Польского, поди, половина осталась?— Это вы, пожалуй, верно говорите. Почти так оно и есть.
— Как не так. Русский ты, брат, теперича…
— Я вот о чем хочу еще спросить, Сила Михайлович. Как у вас нынче насчет разбоя, спокойно?
— Да ноне вроде потише. Хотя не так давно в Кяхте знамени-и-того разбойника, беглого каторжника Капустина повесили.
— А за что казнили, убил кого, что ли?
— Много побил народу. Грабитель и убивец был страшенный. Правда, больше все проезжих хватал. Тройки останавливал, почту…
— Неужто коней один останавливал? — с недоверием вмешался в разговор Антипов.
— Один. Огромадной силы был человек. Да и супротив лошади слово свое имел. Как свистнет, гикнет, сказывают, так кони и станут, словно повязанные. Храпят, а не идут. Лихой был мужик!
— И долго он так разбойничал?
— Годов, почитай, пятнадцать. Как вы тогда на «Надежде» уплыли, так вскорости и объявился. Все Забайкалье его боялось.
— И за столько лет никак не могли поймать?

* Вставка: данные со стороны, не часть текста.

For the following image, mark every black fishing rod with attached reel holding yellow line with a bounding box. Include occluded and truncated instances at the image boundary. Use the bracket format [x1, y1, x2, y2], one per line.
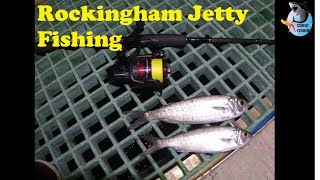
[35, 21, 275, 92]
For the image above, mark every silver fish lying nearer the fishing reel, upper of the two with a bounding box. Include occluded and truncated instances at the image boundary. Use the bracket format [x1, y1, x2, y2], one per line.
[125, 95, 249, 130]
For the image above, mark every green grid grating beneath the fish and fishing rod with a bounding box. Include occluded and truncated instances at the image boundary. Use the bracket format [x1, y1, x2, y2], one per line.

— Нет. Сколь раз у жандармов промеж пальцев ускользал. Ловкий, черт. Однако взяли наконец, пьяного. Заковали, А опосля и повесили при всем народе. Только перед казнью он таку историю рассказал — покаянную. Аль не слыхали?
— Да нет, откуда нам услышать. Расскажите.

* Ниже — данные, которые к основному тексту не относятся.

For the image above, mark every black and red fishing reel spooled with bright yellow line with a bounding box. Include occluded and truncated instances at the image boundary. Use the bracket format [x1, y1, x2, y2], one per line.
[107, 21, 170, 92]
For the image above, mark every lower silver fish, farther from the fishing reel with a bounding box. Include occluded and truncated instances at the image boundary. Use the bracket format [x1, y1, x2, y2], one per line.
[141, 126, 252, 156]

— Это, значит, когда железы с него сняли, священник подошел грехи отпускать, а Капустин и говорит: подожди, батюшка, дай я перед всем обчеством покаюсь, как на духу… Перед смертью-то, значит, каждый такое полное право имеет — последнее слово сказать. Ну вот. Поклонился Капустин на все четыре стороны и говорит: «Граждане-братцы! Все, что судья здеся зачитал — правильно. Много сгубил я душ християнских, да, видно, уж так на роду было написано. За то и ответ держу. Только есть один грех, когда не хотел убивать, а убил. В нем и хочу покаяться. Потому — душу он смущает. Пришил однажды купца, ограбил. Золотишка забрал изрядно и загулял. Напился в кабаке подходяще, а опосля вышел в огород и залег под забором в бурьяне, чтобы в хате сонного не забрали. Летом дело было, тепло. Проснулся — ктой-то поет. Глянул, а на заборе скотовод тамошний сидит. А у них песни какие? Че видит, о чем думает, про то и орет… Небо, пост, синее, облака белые, солнце светит. Тепло, мол, хорошо. А еще, говорит, съел я целого барана, выпил водки и стал сильно храбрый, никого не боюсь. Ни хозяина, ни урядника, ни пристава. Даже самого Капустина не боюсь! Вот ведь како слово дурак вымолвил!..»
Сила Михайлович отхлебнул из большой глиняной кружки и обвел немеркнущими глазами кречета своих гостей:
— Вымолвил, а у Капустина сердце и вскипело. «Ах ты, — думает, — гнида, врешь! Сейчас я тебя напужаю…» Поднялся из бурьяна, значит, как есть, встрепанный, без шапки, шагнул к нему и спрашивает по-ихнему: «Что ты сказал? И Капустина не боисься?» «А он, сердешный, как увидел меня, икнул, значит, да и бух с забора, что куль с мукой… Подошел я, пошшупал, его, а он уж того, готов, отдал богу душу! Не хотел, а убил. И решил я, граждане, еще тогда покаяться в сем грехе перед всем честным народом. Ну вот и облегчил душу. Теперь пушшай вешают. Я готовый». И шагнул, говорят, спокойно под перекладину…
— Ну, дед, ты нам и рассказал историю. Теперь мы ее своим на Дальний Восток свезем. Больно занимательно! — Антипов отер рукавом рубахи пот.
— Интересно не интересно, а это я к тому, что Михайло Иванович спросил, спокойно ли у вас нынче в Забайкалье стало. Вот после Капустина, можно сказать, беспокойствий не слыхать…
Плоты связали быстро, и на греби встали опытные казаки-сплавщики. И снова станица Сиваково высыпала на берег провожать гостей в далекий путь.